When country rocker Gram Parsons died of a drug overdose in 1973, friends snatched his body from Los Angeles and burned it in a place he loved: Joshua Tree National Park, Calif. Later, fans illegally placed a marker in his honor in the park. Now, some say it’s time for the National Park Service to officially recognize the counterculture musician as a part of park history. Supporters argue that the park recognizes 19th-century rustlers, miners, and ranchers who left their mark.
“Are they any more worthy of interpretation than an influential rock musician who lived way too fast and died young?” Joe Zarki, chief of park interpretation at Joshua Tree, asked last fall in an E-mail to colleagues around the country. “When and how do we incorporate stories of popular culture with all its excess and hedonism into our interpretive efforts?” Zarki wrote. “If Louis Armstrong and Jelly Roll Morton get recognition at New Orleans Jazz National Historic Site, why not Gram Parsons at Joshua Tree?”
Parsons has been cited as an influence on the Eagles and the Rolling Stones, as well as the modern alternative country music movement.
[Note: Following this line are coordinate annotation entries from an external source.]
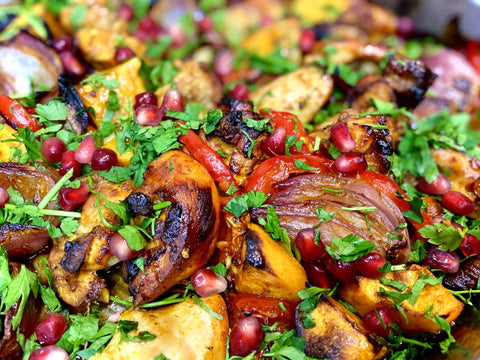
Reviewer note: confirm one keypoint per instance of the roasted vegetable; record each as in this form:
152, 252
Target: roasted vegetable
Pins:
337, 334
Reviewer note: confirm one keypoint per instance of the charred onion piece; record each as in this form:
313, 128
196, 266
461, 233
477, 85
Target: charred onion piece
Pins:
23, 240
26, 60
186, 236
296, 199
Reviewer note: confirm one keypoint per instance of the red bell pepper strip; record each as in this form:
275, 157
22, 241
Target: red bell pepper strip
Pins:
281, 167
16, 115
292, 126
212, 161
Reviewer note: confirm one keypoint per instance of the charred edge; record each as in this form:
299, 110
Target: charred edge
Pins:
254, 253
139, 204
75, 252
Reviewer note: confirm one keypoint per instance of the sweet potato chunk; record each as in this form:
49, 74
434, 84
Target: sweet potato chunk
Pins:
183, 331
363, 294
269, 270
338, 334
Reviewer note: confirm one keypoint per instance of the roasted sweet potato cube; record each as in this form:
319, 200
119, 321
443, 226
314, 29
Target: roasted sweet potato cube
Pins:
363, 294
338, 334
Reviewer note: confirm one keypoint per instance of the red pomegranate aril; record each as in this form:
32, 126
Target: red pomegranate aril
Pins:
62, 43
318, 276
71, 63
240, 91
447, 261
104, 159
172, 100
3, 196
50, 329
70, 198
305, 243
351, 163
341, 271
369, 264
470, 245
373, 324
206, 282
68, 162
119, 247
148, 115
85, 150
205, 24
123, 53
145, 98
458, 203
53, 149
50, 352
307, 40
439, 186
246, 336
342, 137
276, 141
126, 12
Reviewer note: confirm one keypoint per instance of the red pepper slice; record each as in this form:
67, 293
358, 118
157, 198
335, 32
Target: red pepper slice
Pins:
212, 161
292, 126
281, 167
16, 115
268, 310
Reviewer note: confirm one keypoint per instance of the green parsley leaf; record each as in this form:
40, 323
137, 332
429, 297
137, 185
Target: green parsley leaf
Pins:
350, 248
239, 205
448, 238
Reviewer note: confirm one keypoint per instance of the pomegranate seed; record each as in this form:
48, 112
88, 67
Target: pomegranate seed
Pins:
148, 115
206, 282
305, 243
246, 336
68, 161
123, 53
62, 43
447, 261
172, 100
318, 276
342, 138
104, 159
145, 98
85, 150
50, 352
307, 40
276, 141
119, 248
51, 328
53, 149
3, 196
373, 324
223, 63
239, 91
351, 162
126, 12
205, 24
341, 271
470, 244
458, 203
369, 264
70, 198
438, 187
71, 63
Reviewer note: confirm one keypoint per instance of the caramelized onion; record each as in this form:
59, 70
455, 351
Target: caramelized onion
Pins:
296, 199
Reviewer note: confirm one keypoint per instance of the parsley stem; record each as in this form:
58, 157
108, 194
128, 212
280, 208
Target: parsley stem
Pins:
54, 190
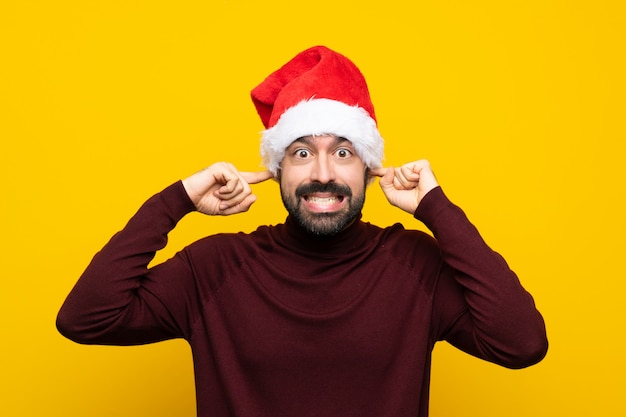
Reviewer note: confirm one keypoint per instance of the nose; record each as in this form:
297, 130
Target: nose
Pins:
323, 170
After he died at 26 of a drug overdose in a motel a mile from the park, his road manager and a friend stole the casket and burned it in the park, as Parsons had wanted.
Bob Van Belle, National Park Service coordinator for the 2002 Olympics in Salt Lake City, recalled hearing the story around campfires in Joshua Tree as a young rock climber in 1974. “It is one of the most deeply embedded pieces of Joshua Tree folklore,” Van Belle said. “There is not a climber in the country who does not know the story.”
Fans continue to make pilgrimages to his makeshift shrine, a concrete slab painted with the title of his “Safe at Home” album on Cap Rock in the remote desert park 120 miles east of Los Angeles. They have scrawled on the surrounding, ancient sandstone rocks. Recently, the memorial bore a seashell necklace, a bottle of beer, and a message: “God’s own singer.”
But the memorial doesn’t appear on the official park map. Rangers have the option of telling the story in educational programs but the visitors’ center and park brochures are silent on the subject. In his E-mail, Zarki asked the question: “Does Gram Parsons qualify as a historical figure for the park?” For now, the answer is no.
Clifford Tobias, a park history program leader in Philadelphia, said it would take time and money to formally recognize the site, including research and exhibit materials.